The CyberArk Application Identity Manager integrated with Aqua Security provides automated, secure secrets delivery to containerized applications. Secrets that are secured and managed by the CyberArk Enterprise Password Vault are delivered securely into runtime containers as and when needed using the Aqua solution. Secrets are automatically rotated based on an organization’s security policy, without the need to stop or restart the running container.
The integrated CyberArk and Docker solution enables organizations to automatically provision, secure and manage secrets used by containerized applications/services. The joint solution helps ensure secrets are kept out of source control so they are never hard-coded into images. Permissions to retrieve secrets are rigorously controlled, so that only authenticated apps/services are granted access to sensitive resources. Finally, all secrets related activity is logged for audit purposes.

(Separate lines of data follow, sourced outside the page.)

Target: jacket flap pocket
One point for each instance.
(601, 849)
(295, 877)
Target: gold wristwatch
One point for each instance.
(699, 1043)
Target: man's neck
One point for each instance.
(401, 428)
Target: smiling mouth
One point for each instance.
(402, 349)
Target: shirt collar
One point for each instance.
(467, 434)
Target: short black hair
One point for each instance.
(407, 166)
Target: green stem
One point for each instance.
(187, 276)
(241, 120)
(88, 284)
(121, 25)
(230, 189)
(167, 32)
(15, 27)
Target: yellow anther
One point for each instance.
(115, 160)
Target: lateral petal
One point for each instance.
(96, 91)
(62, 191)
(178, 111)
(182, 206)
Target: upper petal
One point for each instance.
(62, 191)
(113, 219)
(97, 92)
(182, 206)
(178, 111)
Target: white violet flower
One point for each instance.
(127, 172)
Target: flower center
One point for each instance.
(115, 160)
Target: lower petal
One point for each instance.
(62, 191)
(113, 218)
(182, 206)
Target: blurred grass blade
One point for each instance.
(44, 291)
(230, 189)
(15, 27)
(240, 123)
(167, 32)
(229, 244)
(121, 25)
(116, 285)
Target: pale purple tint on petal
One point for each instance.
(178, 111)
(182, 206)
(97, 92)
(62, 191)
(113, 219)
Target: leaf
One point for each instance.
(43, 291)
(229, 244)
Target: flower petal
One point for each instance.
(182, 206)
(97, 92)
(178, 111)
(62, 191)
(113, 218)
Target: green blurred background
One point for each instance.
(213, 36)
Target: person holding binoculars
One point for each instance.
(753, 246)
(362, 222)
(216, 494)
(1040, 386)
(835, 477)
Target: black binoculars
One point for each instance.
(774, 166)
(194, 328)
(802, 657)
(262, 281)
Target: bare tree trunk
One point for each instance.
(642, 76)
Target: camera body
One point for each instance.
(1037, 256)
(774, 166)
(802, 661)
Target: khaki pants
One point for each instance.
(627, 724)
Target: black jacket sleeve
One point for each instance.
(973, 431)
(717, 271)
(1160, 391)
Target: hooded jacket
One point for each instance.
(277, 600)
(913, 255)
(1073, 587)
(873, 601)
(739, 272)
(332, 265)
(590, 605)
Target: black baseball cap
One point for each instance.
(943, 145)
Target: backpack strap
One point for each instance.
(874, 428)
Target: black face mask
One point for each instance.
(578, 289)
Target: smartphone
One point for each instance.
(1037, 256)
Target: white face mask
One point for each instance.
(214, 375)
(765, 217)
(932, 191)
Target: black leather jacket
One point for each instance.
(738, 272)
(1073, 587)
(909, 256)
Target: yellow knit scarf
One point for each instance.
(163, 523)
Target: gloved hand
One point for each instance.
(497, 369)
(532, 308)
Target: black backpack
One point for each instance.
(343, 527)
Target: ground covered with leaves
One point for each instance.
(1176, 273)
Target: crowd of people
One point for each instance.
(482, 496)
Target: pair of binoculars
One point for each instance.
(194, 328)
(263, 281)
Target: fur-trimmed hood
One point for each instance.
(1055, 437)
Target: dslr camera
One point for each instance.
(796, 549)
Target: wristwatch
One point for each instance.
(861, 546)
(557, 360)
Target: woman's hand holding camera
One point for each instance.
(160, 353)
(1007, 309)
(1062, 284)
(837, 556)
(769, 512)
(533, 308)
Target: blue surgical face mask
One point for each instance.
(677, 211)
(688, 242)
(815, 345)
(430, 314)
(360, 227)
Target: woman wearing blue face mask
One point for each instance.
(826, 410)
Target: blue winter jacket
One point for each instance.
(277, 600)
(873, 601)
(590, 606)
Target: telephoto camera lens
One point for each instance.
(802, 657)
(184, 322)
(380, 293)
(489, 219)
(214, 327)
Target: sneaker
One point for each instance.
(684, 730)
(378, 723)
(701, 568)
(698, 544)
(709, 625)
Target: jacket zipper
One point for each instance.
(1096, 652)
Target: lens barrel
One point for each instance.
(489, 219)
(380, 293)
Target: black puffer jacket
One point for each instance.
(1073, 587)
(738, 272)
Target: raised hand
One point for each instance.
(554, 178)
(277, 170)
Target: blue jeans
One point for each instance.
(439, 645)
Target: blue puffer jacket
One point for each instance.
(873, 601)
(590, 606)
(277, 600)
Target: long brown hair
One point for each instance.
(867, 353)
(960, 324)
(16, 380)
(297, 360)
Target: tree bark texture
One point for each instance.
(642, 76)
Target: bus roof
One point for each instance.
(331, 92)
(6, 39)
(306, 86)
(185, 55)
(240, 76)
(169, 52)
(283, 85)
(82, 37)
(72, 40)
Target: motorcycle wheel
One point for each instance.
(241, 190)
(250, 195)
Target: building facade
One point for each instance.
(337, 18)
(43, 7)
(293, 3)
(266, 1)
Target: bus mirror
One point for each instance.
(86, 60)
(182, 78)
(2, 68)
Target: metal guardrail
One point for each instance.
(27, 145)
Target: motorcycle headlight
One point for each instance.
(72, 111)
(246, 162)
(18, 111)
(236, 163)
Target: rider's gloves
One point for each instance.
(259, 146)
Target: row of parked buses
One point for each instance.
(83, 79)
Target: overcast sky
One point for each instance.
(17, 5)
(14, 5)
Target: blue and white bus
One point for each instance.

The integrated CyberArk and Jenkins solution delivers automated secrets protection throughout the DevOps pipeline. Using Jenkins, secrets are automatically provisioned within the CyberArk solution. Further, secrets used by Jenkins are secured and rotated by CyberArk based on an organization’s policy.
The integrated CyberArk and Ansible solution enables secrets-protected configuration processes. This is achieved using Ansible to automatically provision secrets used by machine identities (e.g. applications, containers, micro-services and EC2 instances) within the CyberArk solution for enhanced protection and management. Further, secrets used by Ansible are secured and rotated by the CyberArk solution based on an organization’s policy.
The CyberArk-Chef cookbook enables developers to automatically provision accounts and apply secrets to nodes that are managed by Chef. Secrets, used by both users and machines (e.g. cookbooks, Chef recipes) are secured and managed automatically. Further, any access to secrets, SSH logins/logouts and Sudo calls, are all logged and stored in a tamper-proof audit record vault.